Países asiáticos abrem caminho para a regra de viagem do GAFI

Michael Ou, fundador do CoolBitX, acredita que os reguladores da Ásia estão liderando o caminho no que diz respeito ao cumprimento da regra de viagem da Força-Tarefa de Ação Financeira (GAFI). A implementação deverá ocorrer em junho.

Sygna Bridge, é como foi chamada a solução para regra de viagem desenvolvida pela startup. O Sygna Bridge permite que as exchanges consigam identificar as identidades dos remetentes e receptores de cada transação realizada.

Foi anunciado, em 7 de maio, que uma série de testes de transferência haviam sido realizados. Assim, as transferências transfronteiriças, mostravam a eficácia da Sygna Bridge em cumprir as diretrizes do GAFI. Todas transações contra os nomes de terroristas e traficantes conhecidos foram verificadas pelo sistema.

Cingapura e Coréia do Sul

De acordo com Michael Ou, em sua opinião, Cingapura e Coréia do Sul têm a melhor supervisão regulatória antes da revisão das regras de viagem em poucas semanas. Michael Ou observou que a Lei de Serviços de Pagamento de Cingapura e a legislação sul-coreana que altera a Lei de Relatórios e Uso de Informações Especificadas sobre Transações Financeiras, como exemplos de reguladores que estavam preparados para a regra de viagem.

“A Ásia está no caminho de mudar o setor [de criptografia] e pode fornecer um plano para o resto do mundo”.

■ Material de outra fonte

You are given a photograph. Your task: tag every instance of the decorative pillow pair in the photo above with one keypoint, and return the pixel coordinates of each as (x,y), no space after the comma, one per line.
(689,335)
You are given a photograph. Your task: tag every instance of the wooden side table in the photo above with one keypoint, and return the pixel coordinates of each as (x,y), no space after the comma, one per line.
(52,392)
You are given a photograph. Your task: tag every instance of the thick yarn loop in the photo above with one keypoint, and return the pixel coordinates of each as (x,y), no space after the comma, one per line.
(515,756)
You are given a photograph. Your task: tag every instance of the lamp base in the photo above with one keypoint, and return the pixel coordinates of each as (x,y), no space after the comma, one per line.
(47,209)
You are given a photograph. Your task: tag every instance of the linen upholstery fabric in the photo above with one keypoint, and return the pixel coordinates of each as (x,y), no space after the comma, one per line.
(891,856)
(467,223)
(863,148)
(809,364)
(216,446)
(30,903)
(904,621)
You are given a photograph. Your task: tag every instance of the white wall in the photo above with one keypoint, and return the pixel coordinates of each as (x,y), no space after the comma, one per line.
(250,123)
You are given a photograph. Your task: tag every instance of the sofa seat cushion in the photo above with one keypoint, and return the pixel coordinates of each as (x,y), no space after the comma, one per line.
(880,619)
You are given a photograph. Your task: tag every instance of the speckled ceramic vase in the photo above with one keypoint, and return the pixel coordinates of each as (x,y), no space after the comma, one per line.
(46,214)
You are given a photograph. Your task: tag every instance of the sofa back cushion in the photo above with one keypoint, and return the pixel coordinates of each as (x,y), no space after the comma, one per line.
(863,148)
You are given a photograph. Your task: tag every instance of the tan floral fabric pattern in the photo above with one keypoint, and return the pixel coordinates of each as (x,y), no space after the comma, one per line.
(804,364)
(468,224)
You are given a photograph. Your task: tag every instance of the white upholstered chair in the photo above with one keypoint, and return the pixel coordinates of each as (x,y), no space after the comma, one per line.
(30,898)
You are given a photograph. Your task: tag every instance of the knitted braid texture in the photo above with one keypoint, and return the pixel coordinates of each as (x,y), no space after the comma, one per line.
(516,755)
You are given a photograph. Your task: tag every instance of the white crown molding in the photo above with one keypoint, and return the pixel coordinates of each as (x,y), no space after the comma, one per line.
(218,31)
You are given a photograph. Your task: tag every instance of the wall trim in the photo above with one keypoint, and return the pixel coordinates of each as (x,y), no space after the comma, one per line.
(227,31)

Contudo, o Japão, terceira maior economia do mundo, chegou a ver grandes instituições financeiras como Nomura, SBI Holdings e Rakuten fazendo investimentos significativos no mercado de criptomoeda do país. Michael acredita também, que o Japão, provavelmente também irá desempenhar um papel especial na regulamentação de provedores de serviços de ativos virtuais (VASPs):

“Espera-se que o relatório de avaliação mútua a ser publicado em breve no Japão também se concentre na conformidade dos VASPs com as Recomendações do GAFI. Seria útil para outros países se os reguladores no Japão, um país visto por muitos como estando na vanguarda da adoção de ativos digitais, pudessem demonstrar as medidas empregadas para garantir que os VASPs cumpram as recomendações do GAFI.”

Contudo, InterVASP lançou recentemente um novo padrão de mensagens. Então, o objetivo é facilitar a troca de dados entre VASPs. Se o novo padrão de mensagens obtiver sucesso, isso ajudaria a empresa a cumprir os regulamentos AML do GAFI.

Antecedentes da regra de viagem

O GAFI pediu aos reguladores globais que adotassem suas diretrizes contra a lavagem de dinheiro (AML) para criptomoedas, em 2019. Após isso, as diretrizes passaram a ser conhecidas como “regra de viagem” e fornecem várias medidas de LBC e de financiamento antiterrorista (ATF) para exchanges destinadas a impedir o uso ilícito de criptomoedas.

O GAFI também declarou, que a comunidade terá um ano para se atualizar.

“Monitoraremos a implementação dos novos requisitos por países e provedores de serviços e conduziremos uma revisão de 12 meses em junho de 2020”.

Países asiáticos abrem caminho para a regra de viagem do GAFI

Conformidade com o GAFI em todo o mundo

Michael Ou, declarou acreditar que a grande maioria de exchanges de criptomoedas ao redor do mundo ainda está enfrentando desafios.

“Imagino que a maioria das exchanges – pelo menos as dos países do GAFI – esteja procurando maneiras de cumprir as ‘Regras de Viagem’. No entanto, existem complicações adicionais, pois os países estão em diferentes níveis de maturidade quando se trata de desenvolvimento regulatório. Contudo, alguns regulamentos podem ir além dos requisitos do GAFI, e sem regulamentos claros, as trocas podem hesitar em implementar uma solução.”

Em março deste ano de 2020, o GAFI publicou um relatório onde declarava que os VASPs nos Estados Unidos eram “amplamente compatíveis” com suas recomendações. E, que o órgão regulador que supervisiona os ativos digitais no Canadá também estava apertando os regulamentos. Japão, Cingapura e Coréia do Sul ainda não foram avaliados pelo GAFI em 2020.